Time has come to make some of the required screws. Made the two lock screws and the tang screw today. The forward lock screw has a reduced diameter in the middle. The web between the bottom of the barrel channel and the top pf the ram rod hole is very thin, so the necked portion allows the ram rod to pass without tapering the end of the ram rod.






Completed screws. Then setting up in the slotting jig for saw cutting slots. Also counter bored the side plate for the screw heads......













 
Did the preliminary carving around the rear entry pipe.....pretty much a duplicate of the barrel tang carving...here is the start....




Nearing completion......



Pencil layout for the carving behind the cheek......

 
Getting closer to a finished background and starting sculpting. In the past I would work like crazy to get the background as flat and smooth and possible and then have to start all over again after whiskering. Now I get everything close and then wet the carving....do a quick re-smooth...wet again...let dry...and then do the final "beat yourself senseless" work to get the sculpting and background as good as possible. Here is the current state of the butt carving with the first application of water. Waiting for it to dry now.....





OK.....done for now. I usually go back several time to try to correct things I see along the way while I'm doing other things on the rifle.....but for now, I'll stop futzing with it before I mess something up/






 




My usual method is to drill the plate for the screws and screw it into place on the stock before I start to cut in around the plate with a knife....

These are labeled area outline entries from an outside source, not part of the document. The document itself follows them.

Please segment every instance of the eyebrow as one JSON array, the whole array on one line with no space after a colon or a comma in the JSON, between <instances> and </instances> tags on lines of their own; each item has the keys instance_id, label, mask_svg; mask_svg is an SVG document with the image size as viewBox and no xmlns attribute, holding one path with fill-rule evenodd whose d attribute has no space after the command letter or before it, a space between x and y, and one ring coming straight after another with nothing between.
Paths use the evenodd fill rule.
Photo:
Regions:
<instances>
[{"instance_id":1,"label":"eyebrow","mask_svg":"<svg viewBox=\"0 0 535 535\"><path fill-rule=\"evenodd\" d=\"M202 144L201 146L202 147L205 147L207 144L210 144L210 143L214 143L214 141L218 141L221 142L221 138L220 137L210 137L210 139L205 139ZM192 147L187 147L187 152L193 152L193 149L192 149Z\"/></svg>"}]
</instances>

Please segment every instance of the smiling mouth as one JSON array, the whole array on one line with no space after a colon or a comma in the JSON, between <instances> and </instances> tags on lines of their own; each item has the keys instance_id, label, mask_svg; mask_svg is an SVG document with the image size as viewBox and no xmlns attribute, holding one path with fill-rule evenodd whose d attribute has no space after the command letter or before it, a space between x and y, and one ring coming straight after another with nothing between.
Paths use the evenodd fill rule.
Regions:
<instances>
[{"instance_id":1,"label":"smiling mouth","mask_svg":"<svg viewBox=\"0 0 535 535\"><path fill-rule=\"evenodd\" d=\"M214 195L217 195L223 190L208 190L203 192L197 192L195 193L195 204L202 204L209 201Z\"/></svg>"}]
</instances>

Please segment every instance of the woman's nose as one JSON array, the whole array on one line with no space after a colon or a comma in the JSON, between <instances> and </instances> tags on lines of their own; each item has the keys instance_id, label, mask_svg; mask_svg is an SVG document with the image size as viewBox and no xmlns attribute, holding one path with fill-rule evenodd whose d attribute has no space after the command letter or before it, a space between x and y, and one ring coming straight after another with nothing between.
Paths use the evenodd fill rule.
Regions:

I began the inletting and was making good progress ....and here, because I apparently wasn't paying enough attention, I made an absolutely rookie mistake !!! The stock toe is tapered and gets narrower toward the lower edge of the stock. As I removed material to inlet the plate, the recess for the straight end of the plate gets wider....and was soon wider than the plate !!! Options to correct the stupid mistake: 1) Cut a new plate and try to fit it into the existing inlet. 2) Just make a plain rectangular toe plate and cut away the inlet completely. 3) Reshape the lower edge of the stock from the trigger guard all the way to the toe. 4) Widen the existing toe plate.

I picked option 4 and ended up silver brazing two very tightly fitted, very narrow brass strips along both sides of the toe plate. Here is the plate with the brazed on edges...



Back in place on the stock for filing to match the existing stock contour.....



Final fitting completed.....



The additional brass is now very narrow and should disappear in the border engraving that will be applied to the toe plate. No one but me (and whoever across the entire world who reads this post) will know I messed the toe plate up by being inattentive to detail.... :eek:
 
Thought I would do a little file work wedding band decoration on the muzzle cap and now repaired ram rod end. Although I could do the file work with needle files and the lathe on the ram rod tip, I had to try to match the bands on the muzzle cap with just a jeweler's saw and needle files......took me a while.... ???







Ultimately there will be some engraving as well and the whole thing will look much better with a little applied patina....By the way, the photos make it look like the bands do not match between the ram rod and the cap, but they do...and the cap and ram rod end are exactly the same length. Optical delusion in the photos.